PUBLISHED: April 19, 2019


In an effort to better acquaint you, the reader, with the VQR staff, members of our team will share excerpts from our personal reading—The Best 200 Words I Read All Week. From fact to fiction, from comedic to tragic, we hope you find as much to admire in these selections as we do.  

Click here for access to the complete project archive


  1. 

I took Keats to see the pediatrician every day. He needed his blood drawn to check his bilirubin levels. The results of each test showed he was only a hair away from needing to be hospitalized. When I pleaded with the doctor to give my boy light therapy, the doctor told me to place him in the sun beneath a window at home.

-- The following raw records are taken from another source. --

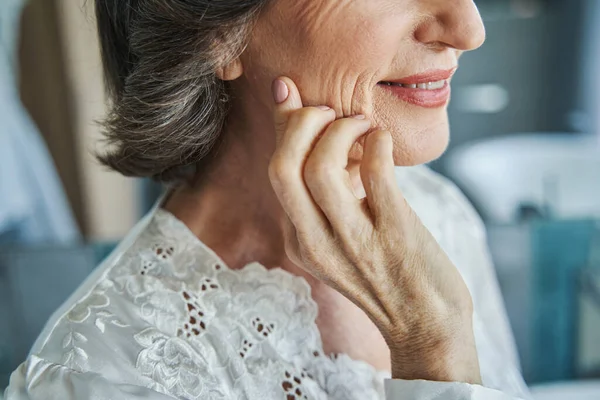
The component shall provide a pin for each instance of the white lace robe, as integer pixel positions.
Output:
(164, 318)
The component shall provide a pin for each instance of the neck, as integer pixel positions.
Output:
(234, 211)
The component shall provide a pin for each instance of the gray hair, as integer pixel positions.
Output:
(168, 107)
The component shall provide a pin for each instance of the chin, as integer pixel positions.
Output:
(426, 146)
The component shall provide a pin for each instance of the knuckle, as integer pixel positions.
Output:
(304, 114)
(279, 170)
(343, 124)
(317, 173)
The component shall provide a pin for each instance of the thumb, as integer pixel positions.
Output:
(287, 100)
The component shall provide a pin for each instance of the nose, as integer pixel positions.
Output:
(452, 23)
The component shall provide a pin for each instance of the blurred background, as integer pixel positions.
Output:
(525, 149)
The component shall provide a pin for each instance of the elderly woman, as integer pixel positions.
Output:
(290, 259)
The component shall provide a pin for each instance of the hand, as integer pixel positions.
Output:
(375, 250)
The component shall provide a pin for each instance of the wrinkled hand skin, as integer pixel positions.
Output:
(372, 248)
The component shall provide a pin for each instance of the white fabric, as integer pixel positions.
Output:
(164, 318)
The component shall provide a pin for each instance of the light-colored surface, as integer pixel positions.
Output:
(567, 391)
(558, 170)
(110, 198)
(166, 318)
(589, 332)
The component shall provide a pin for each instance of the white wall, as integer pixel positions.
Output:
(109, 198)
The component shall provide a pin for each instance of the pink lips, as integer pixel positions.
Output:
(422, 97)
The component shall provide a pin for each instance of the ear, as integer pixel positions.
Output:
(231, 71)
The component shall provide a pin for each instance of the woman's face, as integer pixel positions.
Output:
(365, 57)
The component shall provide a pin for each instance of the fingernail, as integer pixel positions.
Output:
(280, 91)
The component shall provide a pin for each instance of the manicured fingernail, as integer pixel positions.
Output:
(280, 91)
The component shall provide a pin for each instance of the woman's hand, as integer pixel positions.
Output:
(375, 250)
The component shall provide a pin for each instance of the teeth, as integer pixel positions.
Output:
(423, 86)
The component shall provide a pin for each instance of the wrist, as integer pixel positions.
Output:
(443, 353)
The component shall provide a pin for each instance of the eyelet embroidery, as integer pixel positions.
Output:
(292, 386)
(195, 324)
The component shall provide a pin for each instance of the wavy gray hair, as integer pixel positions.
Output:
(160, 57)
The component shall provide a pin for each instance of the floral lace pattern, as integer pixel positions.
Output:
(167, 314)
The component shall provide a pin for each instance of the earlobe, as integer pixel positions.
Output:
(231, 71)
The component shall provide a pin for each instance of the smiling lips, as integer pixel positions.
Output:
(428, 90)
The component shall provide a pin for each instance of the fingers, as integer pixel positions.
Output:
(298, 128)
(326, 175)
(378, 176)
(287, 100)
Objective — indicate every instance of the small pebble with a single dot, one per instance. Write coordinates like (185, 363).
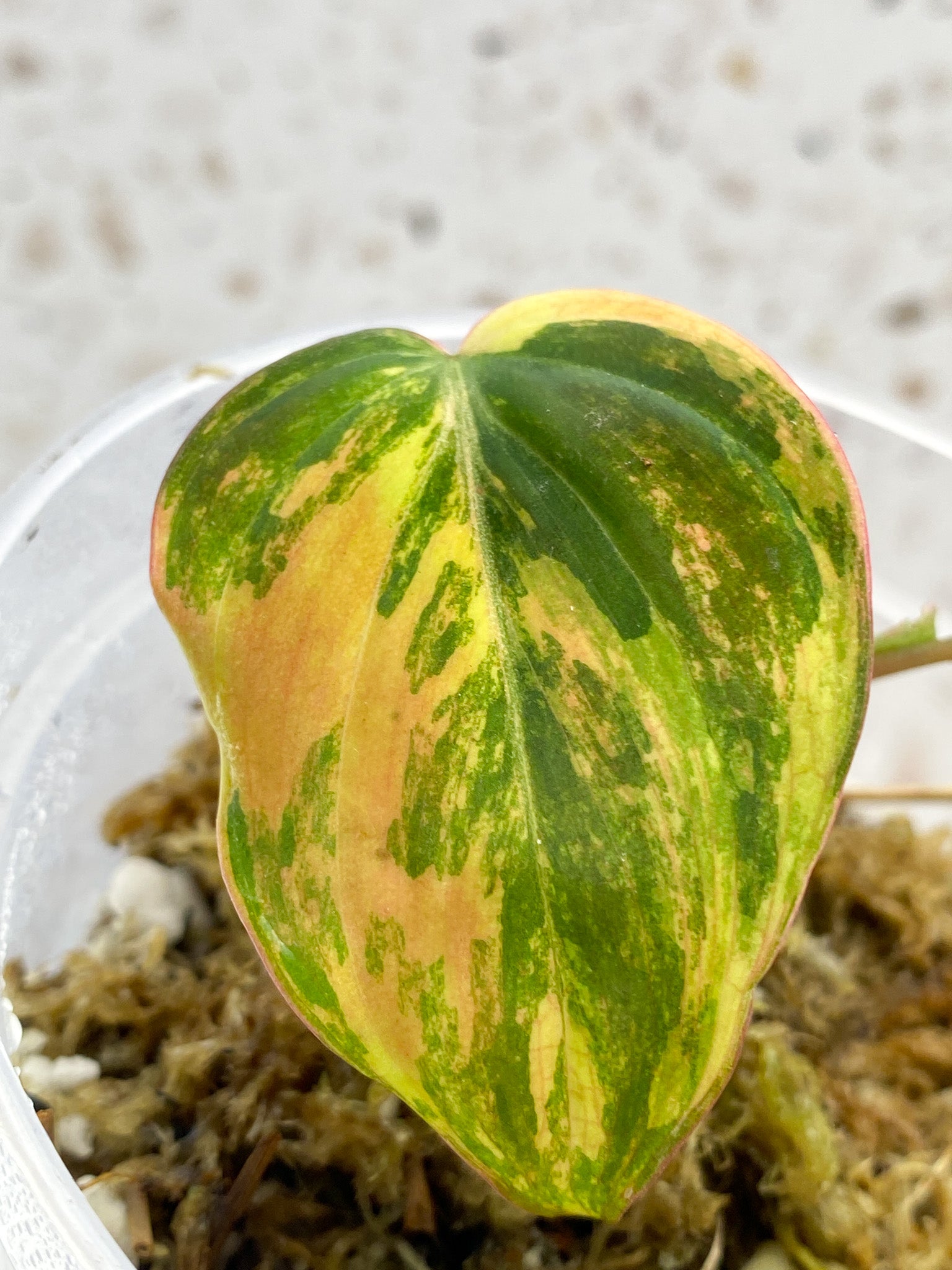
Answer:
(42, 1075)
(32, 1042)
(74, 1137)
(152, 894)
(770, 1256)
(110, 1206)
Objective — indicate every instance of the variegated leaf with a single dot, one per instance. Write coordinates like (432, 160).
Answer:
(537, 671)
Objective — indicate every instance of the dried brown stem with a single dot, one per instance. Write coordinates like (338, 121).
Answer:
(715, 1254)
(418, 1210)
(140, 1221)
(235, 1204)
(909, 658)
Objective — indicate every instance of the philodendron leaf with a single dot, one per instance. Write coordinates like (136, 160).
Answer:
(536, 671)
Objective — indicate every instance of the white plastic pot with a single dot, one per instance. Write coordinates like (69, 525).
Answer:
(94, 693)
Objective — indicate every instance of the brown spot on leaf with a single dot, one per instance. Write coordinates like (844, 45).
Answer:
(906, 313)
(242, 283)
(215, 168)
(915, 388)
(23, 65)
(42, 248)
(423, 223)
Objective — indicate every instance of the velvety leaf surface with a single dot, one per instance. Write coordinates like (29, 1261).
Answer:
(536, 671)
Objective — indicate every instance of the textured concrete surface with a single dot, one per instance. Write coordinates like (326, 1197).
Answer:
(182, 177)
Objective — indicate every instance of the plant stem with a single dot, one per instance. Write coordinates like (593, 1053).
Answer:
(910, 658)
(897, 793)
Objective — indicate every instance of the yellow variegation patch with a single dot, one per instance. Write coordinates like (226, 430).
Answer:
(536, 671)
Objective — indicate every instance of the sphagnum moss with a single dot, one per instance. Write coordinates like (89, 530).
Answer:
(239, 1141)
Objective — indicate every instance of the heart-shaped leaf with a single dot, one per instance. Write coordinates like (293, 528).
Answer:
(537, 671)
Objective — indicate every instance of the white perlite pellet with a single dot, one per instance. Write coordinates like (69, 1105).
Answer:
(154, 894)
(74, 1137)
(110, 1206)
(41, 1075)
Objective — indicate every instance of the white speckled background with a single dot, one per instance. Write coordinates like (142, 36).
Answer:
(183, 175)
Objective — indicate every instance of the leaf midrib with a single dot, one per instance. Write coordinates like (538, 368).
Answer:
(466, 453)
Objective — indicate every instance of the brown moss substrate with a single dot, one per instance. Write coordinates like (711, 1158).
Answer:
(834, 1135)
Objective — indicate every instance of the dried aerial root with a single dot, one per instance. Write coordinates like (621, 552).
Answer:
(216, 1130)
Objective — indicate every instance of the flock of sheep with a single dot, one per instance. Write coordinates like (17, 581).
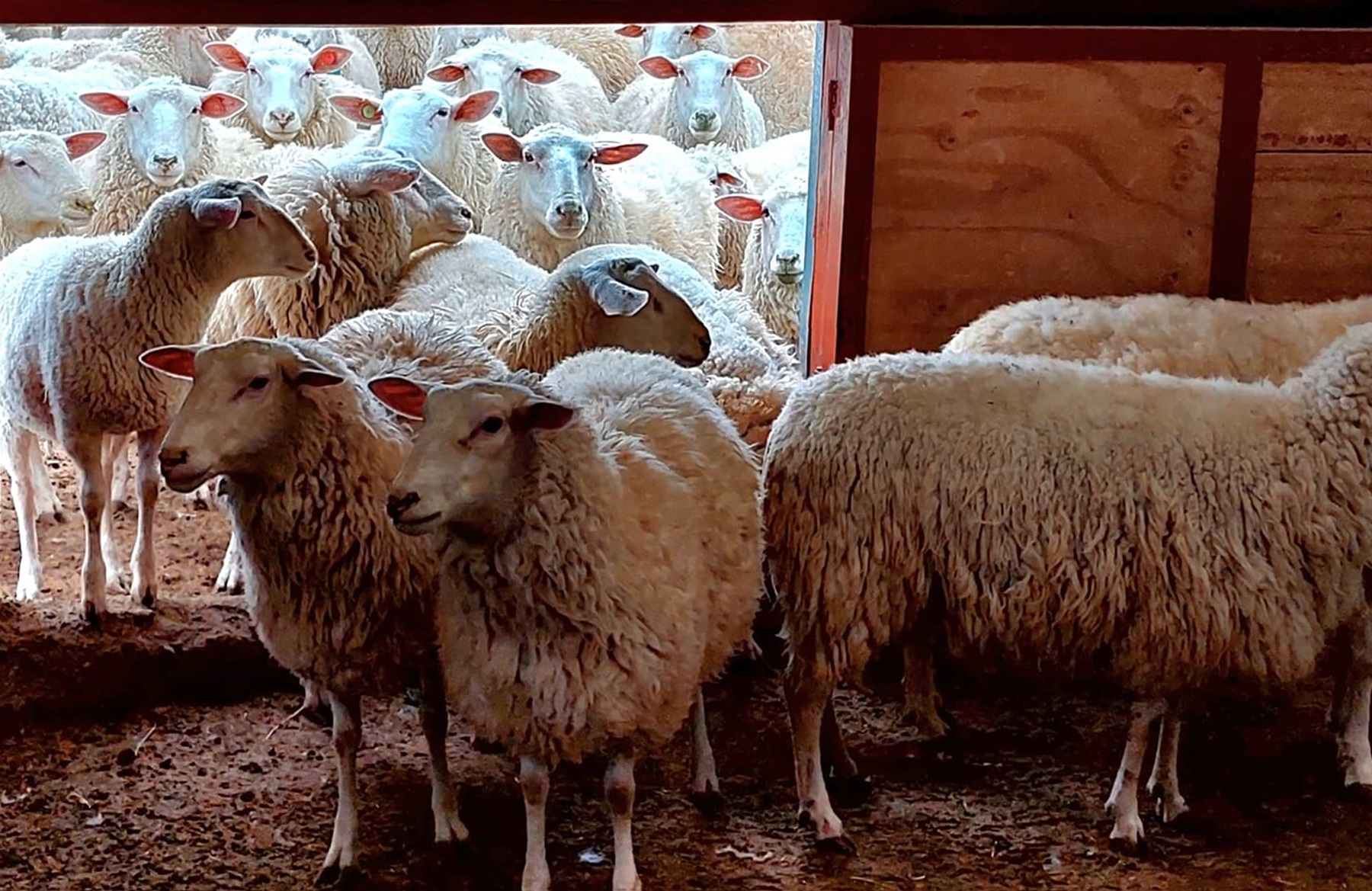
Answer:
(502, 402)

In the summer’s first heat wave our air conditioning was broken. It was too hot to put Keats in the sun. I lay naked in bed with my son atop my chest, him in nothing but a diaper, our sweat running together. Unclothed, I walked him over to the window and put us both in the light, moving in and out, so the heat wouldn’t touch him. I didn’t even think about the neighbors. I held my baby son and it felt like I was a skydiver pulling the ripcord. We were falling together and I couldn’t hold him hard enough. He was going down on my watch, just like Cara did.

Keats’s little head tipped back and over my arm during those hard days. The fact of him almost made me believe that Cara had come back to me. If I believed, there was a reason for all of that pain. And at the bottom of my life, that fantasy held me like I held Keats. I prayed to the past and hoped it would spare him.

Executive Editor Allison Wright 
Excerpt from “Life and Death in West Virginia” in Guernica by Christa Parravani

  2. 

My sentences arise out of images and feelings that haunt me—not always painfully; sometimes quite pleasantly. These images and feelings haunt me until I find the sentences to bring them into this world.

Note that I didn’t say ‘to bring them to life’. The person who reads my sentences may think that he or she is looking at something newly alive. But the images and feelings behind my words have been alive for a long time beforehand.

This has been a very simple account of something that begins to make me dizzy if I think about it for too long. The only detail I can add is to say that as I write, the images and feelings haunting me become linked in ways that surprise and amaze me. Often if I write one sentence to put into a form of words a certain image or feeling, I find as soon as I’ve written the sentence that a new throng of images and feelings have gathered to form a pattern where I had not known a pattern existed.

Writing never explains anything for me—it only shows me how stupendously complicated everything is.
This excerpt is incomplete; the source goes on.